5-Aza-2'-deoxycytidine (decitabine; DAC) is a DNA hypomethylating agent that has shown a 50% response rate in a small phase II study in elderly patients with high-risk myelodysplastic syndrome. We performed a second, multicenter phase II study in a larger group of patients to confirm our findings and to study the toxicity of DAC.


Between June 1996 and September 1997, 66 patients (median age, 68 years) from seven centers received DAC 45 mg/m(2)/d for 3 days every 6 weeks. For patients in whom a complete response (CR) was reached after two courses, two further cycles were administered as consolidation therapy. In case of a stable disease situation, improvement, or a partial response (PR), a maximum of six cycles was administered. The primary end points were response rate and toxicity. The secondary end points were response duration, survival from the start of therapy, and overall survival.

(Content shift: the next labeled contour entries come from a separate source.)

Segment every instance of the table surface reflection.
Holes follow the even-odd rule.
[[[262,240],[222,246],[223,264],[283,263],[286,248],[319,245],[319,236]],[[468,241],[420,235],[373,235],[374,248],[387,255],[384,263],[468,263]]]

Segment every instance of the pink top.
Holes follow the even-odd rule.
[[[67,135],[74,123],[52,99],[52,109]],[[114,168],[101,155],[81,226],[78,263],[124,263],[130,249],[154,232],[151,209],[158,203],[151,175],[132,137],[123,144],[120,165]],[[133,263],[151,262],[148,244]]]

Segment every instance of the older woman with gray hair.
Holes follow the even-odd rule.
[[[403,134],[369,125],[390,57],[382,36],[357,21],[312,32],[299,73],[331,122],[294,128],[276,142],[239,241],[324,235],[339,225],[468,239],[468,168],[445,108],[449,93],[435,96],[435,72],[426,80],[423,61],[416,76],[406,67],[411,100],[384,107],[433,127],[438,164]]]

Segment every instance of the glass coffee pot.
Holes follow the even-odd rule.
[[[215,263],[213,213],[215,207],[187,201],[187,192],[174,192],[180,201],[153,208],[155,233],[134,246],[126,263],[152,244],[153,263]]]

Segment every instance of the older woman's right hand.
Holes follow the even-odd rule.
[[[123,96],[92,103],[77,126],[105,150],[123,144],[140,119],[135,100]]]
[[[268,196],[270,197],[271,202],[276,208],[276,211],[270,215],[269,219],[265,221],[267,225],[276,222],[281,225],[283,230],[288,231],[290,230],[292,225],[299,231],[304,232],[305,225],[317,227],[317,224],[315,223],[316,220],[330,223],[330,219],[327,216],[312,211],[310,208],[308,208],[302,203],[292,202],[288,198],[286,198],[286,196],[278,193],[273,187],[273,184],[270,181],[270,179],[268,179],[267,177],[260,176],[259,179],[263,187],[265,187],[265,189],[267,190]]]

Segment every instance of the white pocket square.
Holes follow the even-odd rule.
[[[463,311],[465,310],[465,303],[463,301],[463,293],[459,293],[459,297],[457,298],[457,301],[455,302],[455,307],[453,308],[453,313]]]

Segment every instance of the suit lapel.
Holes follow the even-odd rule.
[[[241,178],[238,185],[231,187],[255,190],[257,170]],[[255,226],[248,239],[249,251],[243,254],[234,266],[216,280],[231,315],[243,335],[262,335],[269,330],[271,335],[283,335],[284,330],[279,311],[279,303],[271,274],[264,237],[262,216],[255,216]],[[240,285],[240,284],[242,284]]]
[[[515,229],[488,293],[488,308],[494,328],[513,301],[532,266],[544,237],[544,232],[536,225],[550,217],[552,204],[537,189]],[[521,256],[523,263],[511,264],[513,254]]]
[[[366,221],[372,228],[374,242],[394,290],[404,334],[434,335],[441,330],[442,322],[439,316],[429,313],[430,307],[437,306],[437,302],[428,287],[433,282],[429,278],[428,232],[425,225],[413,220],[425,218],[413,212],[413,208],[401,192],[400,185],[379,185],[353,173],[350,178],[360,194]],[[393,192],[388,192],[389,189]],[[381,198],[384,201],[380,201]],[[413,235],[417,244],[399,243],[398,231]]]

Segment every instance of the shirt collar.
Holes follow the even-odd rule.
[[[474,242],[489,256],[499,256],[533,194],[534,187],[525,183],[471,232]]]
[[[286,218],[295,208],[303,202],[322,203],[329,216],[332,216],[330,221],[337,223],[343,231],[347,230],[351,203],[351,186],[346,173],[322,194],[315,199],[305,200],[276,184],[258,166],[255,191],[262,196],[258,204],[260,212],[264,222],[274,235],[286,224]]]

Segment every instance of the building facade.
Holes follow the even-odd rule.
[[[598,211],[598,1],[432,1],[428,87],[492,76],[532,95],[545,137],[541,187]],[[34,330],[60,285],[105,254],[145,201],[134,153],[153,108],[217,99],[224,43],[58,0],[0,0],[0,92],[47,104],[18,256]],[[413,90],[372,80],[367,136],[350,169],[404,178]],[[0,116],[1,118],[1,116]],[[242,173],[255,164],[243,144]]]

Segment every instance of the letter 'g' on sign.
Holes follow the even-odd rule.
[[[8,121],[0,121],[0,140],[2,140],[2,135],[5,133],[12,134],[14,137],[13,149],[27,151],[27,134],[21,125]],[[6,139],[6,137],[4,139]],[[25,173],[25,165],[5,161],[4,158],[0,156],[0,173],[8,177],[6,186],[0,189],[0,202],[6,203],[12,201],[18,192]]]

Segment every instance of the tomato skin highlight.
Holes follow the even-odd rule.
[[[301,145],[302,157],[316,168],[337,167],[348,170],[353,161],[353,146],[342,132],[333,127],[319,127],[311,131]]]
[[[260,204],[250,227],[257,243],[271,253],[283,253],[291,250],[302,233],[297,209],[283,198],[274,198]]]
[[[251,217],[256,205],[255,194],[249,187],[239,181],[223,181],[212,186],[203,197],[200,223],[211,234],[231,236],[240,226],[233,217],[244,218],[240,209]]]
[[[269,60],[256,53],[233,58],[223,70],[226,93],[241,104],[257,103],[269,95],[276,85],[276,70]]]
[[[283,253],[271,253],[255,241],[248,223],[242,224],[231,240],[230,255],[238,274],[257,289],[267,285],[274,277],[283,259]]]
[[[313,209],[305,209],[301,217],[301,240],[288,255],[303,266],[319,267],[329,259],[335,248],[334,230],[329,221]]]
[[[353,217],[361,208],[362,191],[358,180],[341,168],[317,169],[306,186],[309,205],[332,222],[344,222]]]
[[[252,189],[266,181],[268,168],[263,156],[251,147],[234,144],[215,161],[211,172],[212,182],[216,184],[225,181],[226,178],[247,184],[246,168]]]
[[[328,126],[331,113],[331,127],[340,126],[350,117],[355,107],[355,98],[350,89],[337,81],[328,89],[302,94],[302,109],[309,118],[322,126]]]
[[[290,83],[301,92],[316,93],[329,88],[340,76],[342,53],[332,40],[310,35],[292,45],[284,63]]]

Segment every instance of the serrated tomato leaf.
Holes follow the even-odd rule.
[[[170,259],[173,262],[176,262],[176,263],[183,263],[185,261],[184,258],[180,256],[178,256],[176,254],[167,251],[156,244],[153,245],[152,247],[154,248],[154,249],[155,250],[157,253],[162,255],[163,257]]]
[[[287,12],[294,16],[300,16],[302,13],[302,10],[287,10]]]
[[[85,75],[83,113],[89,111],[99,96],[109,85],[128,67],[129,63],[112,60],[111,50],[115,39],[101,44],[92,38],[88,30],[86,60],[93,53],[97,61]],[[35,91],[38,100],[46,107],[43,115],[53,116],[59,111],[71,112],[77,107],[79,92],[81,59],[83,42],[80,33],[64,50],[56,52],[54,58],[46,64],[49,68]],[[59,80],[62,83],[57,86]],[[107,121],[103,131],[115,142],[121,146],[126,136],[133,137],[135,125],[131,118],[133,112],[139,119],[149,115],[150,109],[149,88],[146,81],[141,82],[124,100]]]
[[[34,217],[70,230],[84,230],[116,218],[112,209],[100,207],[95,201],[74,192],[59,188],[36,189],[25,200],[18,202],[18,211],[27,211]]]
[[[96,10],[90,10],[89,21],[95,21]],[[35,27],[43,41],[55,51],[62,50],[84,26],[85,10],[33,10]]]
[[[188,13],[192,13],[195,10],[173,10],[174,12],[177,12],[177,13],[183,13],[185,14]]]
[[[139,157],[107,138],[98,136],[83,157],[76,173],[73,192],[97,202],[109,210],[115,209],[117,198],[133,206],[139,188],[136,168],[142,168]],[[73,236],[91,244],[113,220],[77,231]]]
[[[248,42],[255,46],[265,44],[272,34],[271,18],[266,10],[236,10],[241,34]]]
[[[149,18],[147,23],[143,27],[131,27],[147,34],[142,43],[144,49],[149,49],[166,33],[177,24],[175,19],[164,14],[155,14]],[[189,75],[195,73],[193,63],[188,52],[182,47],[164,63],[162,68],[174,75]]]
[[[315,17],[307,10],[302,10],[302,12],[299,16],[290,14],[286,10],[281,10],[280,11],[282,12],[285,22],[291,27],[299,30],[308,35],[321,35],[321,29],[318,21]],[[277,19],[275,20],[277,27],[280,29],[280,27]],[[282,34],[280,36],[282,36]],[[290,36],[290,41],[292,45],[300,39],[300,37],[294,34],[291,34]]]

The observed overall response rate was 49%, with a 64% response rate in the patients with an International Prognostic Scoring System (IPSS) high-risk score. The actuarial median response duration was 31 weeks, with a response duration of 39 weeks and 36 weeks for patients who reached a PR or CR, respectively. The actuarial median survival time from the time of diagnosis was 22 months and from the start of therapy was 15 months. For the IPSS high-risk group, the median survival time was 14 months. The median progression-free survival time was 25 weeks. Myelosuppression was rather common, and the treatment-related mortality rate was 7% and was primarily associated with pancytopenia and infection. Significant responses were observed with regard to megakaryopoiesis, with increases in platelet counts having already occurred after one cycle of DAC therapy in the majority of the responding patients.


We were able to confirm our previous observation that DAC therapy was effective in half of the studied patients with high-risk myelodysplastic syndrome and is especially active in the patients with the worst prognoses. Myelosuppression was the only major adverse effect observed.